Corrió veloz a su casa, los pies golpeaban la arena, y después, hacia la pradera que estaba detrás. Por fin, en la cima del acantilado, se detuvo y se dejó caer al suelo. Desde allí arriba, podía ver todo, pero no podía ver a Nicholas, y así serían las cosas a partir de ahora.

Se tocó el pecho, pero no encontró ningún rasguño de las rocas, sin embargo, le dolía más que cualquier herida.

La tía Sophie era tan vivaz como Vanessa, pero más efusiva: terminaba sus frases con besos y abrazos más que con puntos. Era la criatura más elegante que Skye hubiera visto jamás; siempre se vestía con ropa de Schiaparelli o Poiret. Liberty la miraba con ojos maravillados y hasta Skye, sentada en su habitación del apartamento de Passy —el distrito número dieciséis, cerca del Bois de Boulogne— pasaba el tiempo tratando de disciplinar su pelo para que se pareciera un poco al de su tía: castaño, brillante y con un peinado alto. Pero esa era una transformación mínima en comparación con todo lo que estaba pasando en París.

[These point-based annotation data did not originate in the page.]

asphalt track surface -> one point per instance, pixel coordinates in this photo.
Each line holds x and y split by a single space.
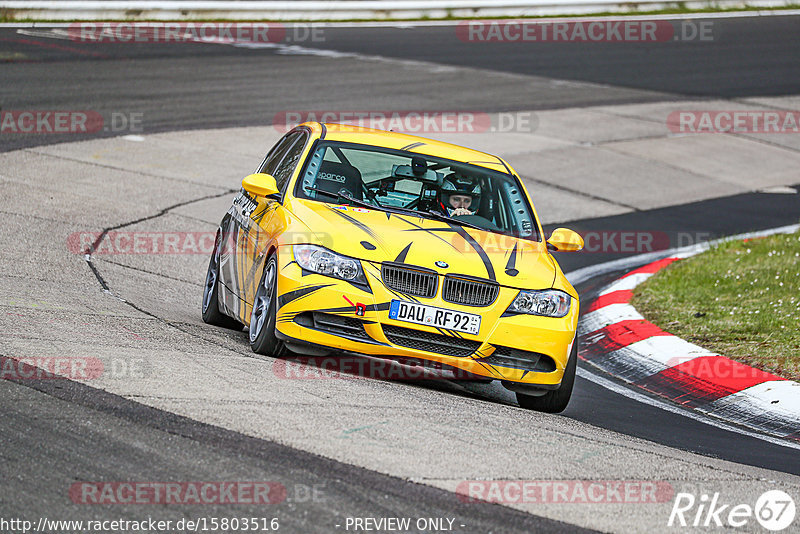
181 87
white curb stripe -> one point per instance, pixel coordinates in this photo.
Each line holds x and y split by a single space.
629 282
608 315
668 351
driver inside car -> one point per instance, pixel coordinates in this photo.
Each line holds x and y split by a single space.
461 195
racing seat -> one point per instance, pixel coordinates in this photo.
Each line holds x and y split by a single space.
334 176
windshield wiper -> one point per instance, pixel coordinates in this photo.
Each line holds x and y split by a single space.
438 216
342 195
434 215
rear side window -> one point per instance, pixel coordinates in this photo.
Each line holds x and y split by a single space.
283 171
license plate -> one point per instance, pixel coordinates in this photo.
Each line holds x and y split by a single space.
411 312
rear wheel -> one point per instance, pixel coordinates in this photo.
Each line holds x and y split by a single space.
210 309
262 318
554 401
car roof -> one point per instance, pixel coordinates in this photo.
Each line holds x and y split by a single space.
412 143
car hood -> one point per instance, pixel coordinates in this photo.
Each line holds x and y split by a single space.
379 236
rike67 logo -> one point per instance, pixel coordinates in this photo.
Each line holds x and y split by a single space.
774 510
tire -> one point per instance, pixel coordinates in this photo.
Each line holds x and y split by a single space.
262 318
554 401
210 305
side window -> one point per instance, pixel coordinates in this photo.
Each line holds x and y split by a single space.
283 171
276 154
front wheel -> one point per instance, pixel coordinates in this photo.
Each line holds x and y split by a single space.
210 309
262 318
554 401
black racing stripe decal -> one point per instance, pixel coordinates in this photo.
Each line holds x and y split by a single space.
401 258
356 223
363 287
286 298
482 253
412 146
383 306
512 262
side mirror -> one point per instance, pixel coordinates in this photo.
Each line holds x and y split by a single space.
260 184
565 240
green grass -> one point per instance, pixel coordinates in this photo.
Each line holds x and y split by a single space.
8 15
740 299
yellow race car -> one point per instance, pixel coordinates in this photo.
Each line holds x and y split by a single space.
395 246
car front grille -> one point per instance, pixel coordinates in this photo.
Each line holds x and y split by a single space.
410 280
470 292
430 342
520 359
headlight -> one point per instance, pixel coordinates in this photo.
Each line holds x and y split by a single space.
549 303
323 261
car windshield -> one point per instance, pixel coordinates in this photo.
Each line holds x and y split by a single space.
430 187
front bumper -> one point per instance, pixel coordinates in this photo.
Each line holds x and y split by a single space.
328 312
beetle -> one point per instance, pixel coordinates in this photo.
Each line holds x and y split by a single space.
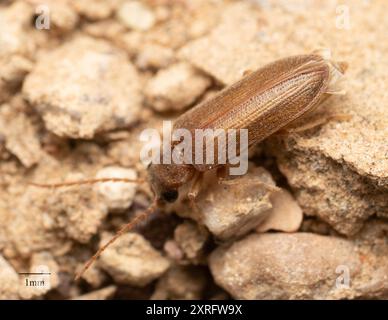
264 102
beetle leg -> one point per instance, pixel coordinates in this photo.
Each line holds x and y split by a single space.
194 190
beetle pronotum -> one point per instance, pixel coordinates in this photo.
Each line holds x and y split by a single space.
264 102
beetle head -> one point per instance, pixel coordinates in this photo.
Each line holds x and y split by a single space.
166 179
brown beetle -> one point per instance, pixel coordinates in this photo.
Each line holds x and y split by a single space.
263 102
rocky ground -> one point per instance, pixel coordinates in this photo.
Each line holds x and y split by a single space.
75 97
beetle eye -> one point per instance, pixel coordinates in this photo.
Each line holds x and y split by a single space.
170 196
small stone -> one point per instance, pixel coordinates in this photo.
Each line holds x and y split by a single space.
102 294
181 283
299 266
285 215
93 87
94 9
117 195
63 16
191 239
135 15
20 136
132 260
220 53
232 208
154 56
16 46
175 88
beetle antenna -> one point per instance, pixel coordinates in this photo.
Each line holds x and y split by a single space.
81 182
129 226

Liberty fue la primera que cambió. Se olvidó de dar patadas a Skye. Sonreía. Se despertaba por la mañana con ganas de ir al colegio. Antes que quedarse en casa todo el fin de semana, prefería ir a visitar a sus nuevas amigas, y comía helado con ellas mientras caminaban por el Jardin du Ranelagh. Se convirtió en una parisina mundana, elegante, igual que su tía Sophie.

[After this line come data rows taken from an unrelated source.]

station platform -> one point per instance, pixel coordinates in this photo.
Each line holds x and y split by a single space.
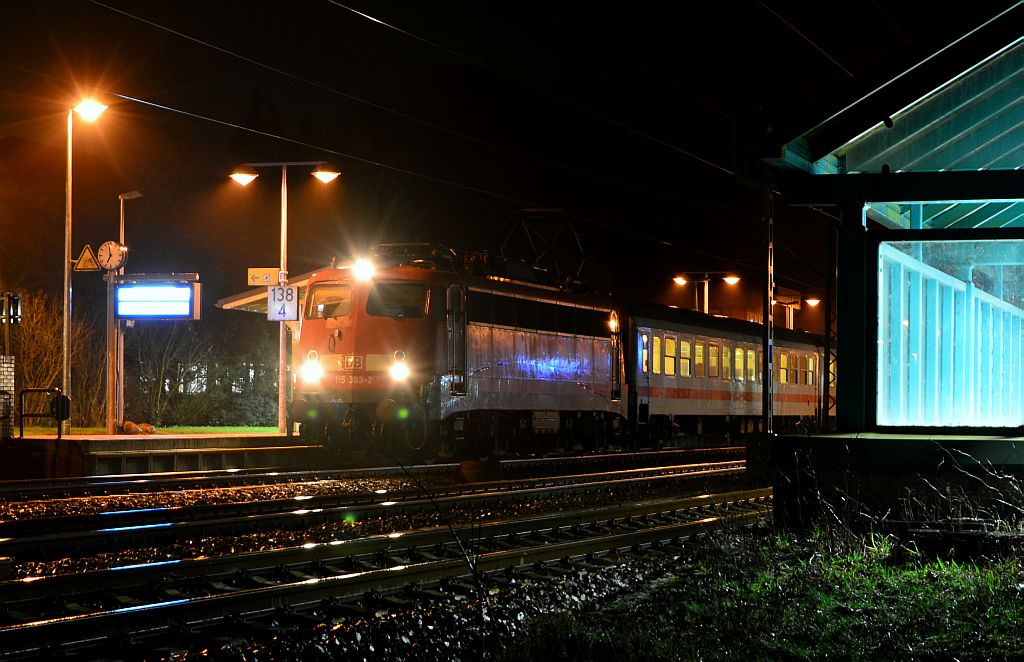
77 455
871 477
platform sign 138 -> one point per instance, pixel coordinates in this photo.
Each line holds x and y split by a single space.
282 302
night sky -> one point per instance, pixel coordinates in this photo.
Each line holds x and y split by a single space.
644 122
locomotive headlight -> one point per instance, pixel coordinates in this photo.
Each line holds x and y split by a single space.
399 369
363 270
311 371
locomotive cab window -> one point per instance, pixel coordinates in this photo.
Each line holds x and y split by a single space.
329 300
398 300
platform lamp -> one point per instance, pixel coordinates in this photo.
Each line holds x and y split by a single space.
89 110
244 175
728 277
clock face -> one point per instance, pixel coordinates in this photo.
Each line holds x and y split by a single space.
111 255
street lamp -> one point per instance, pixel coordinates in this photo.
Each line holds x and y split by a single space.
115 338
89 110
729 278
244 175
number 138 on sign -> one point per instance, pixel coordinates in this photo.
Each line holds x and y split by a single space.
282 302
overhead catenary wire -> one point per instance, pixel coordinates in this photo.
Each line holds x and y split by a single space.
545 92
391 111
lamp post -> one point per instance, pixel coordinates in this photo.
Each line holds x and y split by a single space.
89 110
729 278
244 175
115 338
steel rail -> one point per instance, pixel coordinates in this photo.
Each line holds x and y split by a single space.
541 544
97 532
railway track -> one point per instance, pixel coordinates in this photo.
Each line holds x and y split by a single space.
12 491
151 606
51 537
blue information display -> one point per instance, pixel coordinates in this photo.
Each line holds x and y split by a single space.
157 300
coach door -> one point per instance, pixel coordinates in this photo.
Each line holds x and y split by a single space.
456 323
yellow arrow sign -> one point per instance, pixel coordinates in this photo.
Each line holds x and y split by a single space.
259 276
87 260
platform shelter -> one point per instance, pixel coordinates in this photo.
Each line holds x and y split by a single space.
926 172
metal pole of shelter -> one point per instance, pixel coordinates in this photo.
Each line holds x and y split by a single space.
66 334
769 295
283 333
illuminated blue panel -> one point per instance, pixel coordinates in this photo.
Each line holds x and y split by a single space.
157 301
950 350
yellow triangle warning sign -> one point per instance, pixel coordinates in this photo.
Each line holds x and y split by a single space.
87 260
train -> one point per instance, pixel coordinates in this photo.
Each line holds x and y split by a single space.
421 349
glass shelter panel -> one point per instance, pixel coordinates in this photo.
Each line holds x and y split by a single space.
950 335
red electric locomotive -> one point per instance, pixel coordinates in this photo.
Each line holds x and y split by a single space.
457 356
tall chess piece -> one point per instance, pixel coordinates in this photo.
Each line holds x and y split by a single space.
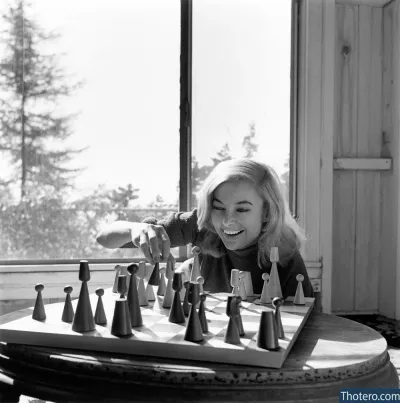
141 274
194 331
232 335
277 303
267 336
265 298
68 311
83 319
38 311
121 324
133 297
202 313
99 314
176 314
274 284
299 297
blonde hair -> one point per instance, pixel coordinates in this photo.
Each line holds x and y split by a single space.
280 228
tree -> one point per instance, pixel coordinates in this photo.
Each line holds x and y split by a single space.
32 84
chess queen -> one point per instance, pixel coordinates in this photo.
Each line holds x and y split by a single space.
241 214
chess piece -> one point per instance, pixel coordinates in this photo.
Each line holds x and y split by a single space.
100 315
267 337
121 323
169 292
299 297
195 273
155 275
117 269
135 313
141 274
238 317
202 313
235 282
83 319
274 285
68 311
232 335
193 330
277 303
185 304
265 298
162 286
176 314
242 288
39 311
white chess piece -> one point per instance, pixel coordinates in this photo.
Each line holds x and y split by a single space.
299 297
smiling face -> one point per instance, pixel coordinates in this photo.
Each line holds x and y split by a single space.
237 214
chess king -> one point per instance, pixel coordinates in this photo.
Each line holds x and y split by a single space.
241 217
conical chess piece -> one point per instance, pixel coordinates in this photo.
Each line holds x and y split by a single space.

Skye contemplaba atónita esa metamorfosis.

El segundo en cambiar fue Nicholas. Skye le escribía casi todos los días. Nunca respondió.

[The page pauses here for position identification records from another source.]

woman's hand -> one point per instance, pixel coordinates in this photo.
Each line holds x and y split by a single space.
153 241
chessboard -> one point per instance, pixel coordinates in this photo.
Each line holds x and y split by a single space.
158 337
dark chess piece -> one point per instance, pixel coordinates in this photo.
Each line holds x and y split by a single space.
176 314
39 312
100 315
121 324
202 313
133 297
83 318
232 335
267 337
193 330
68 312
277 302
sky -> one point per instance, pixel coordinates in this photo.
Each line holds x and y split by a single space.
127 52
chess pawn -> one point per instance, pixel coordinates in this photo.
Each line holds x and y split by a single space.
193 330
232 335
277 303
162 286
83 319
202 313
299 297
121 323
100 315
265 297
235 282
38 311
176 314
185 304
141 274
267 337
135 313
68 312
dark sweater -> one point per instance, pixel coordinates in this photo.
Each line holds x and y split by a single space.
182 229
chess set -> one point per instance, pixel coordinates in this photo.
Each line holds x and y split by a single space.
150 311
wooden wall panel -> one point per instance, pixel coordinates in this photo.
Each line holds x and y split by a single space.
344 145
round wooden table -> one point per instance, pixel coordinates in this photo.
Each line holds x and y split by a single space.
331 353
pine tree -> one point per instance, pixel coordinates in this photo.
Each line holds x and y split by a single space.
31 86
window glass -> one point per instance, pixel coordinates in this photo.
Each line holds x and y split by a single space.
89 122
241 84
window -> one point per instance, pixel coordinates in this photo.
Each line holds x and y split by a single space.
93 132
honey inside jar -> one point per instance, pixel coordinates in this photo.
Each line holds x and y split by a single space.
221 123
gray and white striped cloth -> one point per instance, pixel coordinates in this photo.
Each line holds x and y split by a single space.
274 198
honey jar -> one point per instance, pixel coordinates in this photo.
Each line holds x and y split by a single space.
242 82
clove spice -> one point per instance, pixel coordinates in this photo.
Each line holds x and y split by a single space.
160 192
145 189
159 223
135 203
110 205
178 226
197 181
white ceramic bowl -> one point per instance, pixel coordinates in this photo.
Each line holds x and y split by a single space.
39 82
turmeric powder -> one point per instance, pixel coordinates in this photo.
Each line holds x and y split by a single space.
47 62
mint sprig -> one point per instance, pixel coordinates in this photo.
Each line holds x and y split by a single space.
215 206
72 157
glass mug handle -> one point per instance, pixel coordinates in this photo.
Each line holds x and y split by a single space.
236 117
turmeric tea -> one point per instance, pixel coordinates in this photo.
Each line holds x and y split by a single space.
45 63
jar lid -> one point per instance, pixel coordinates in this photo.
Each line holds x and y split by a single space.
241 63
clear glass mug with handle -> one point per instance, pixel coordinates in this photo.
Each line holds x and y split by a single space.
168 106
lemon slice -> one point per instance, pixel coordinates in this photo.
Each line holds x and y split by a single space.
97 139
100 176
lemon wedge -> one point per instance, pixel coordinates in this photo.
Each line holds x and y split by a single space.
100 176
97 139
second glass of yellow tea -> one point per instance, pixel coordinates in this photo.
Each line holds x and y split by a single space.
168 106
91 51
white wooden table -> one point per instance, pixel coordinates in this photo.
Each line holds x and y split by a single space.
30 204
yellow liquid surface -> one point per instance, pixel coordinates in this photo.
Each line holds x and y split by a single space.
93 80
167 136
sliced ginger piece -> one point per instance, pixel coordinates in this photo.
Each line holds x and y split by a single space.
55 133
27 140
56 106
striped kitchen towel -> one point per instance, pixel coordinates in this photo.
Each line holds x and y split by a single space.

Ella se había equivocado cuando pensó, en la cima del acantilado el último día que lo vio, que no era posible sentir en el pecho un dolor más profundo que el que sentía en ese momento. Ese dolor había sido solo un pinchazo. Lo que sentía ahora, todos los días, cuando buscaba en la correspondencia y no encontraba nada, era una puñalada, profunda y cruel.

Ahora era Skye la que se quedaba en casa, sola.

Y entonces llegó una carta terrible dirigida a ella. La recibió el Día de Todos los Santos, cuando su tía las había llevado a ella y a Liberty en tren a Deauville, con la esperanza de que Skye se animara al estar cerca del mar.

En cuanto Skye puso un pie en la playa, las nubes devoraron el sol. El aire se amontonó en un viento tan salvaje que las olas crecieron como espectros y empezaron a desalojar a los que paseaban por allí, hasta que Skye fue la única que se quedó, mientras su tía y Liberty le insistían para que saliera de allí.

No sabía qué era, pero algo iba mal. La carta que estaba esperándolas en la mesita del recibidor cuando volvieron confirmó su premonición. Una nube, de esas que cubrían el cielo y tragaban aviones, se había llevado a Vanessa Penrose. Ya no iba a volver nunca más.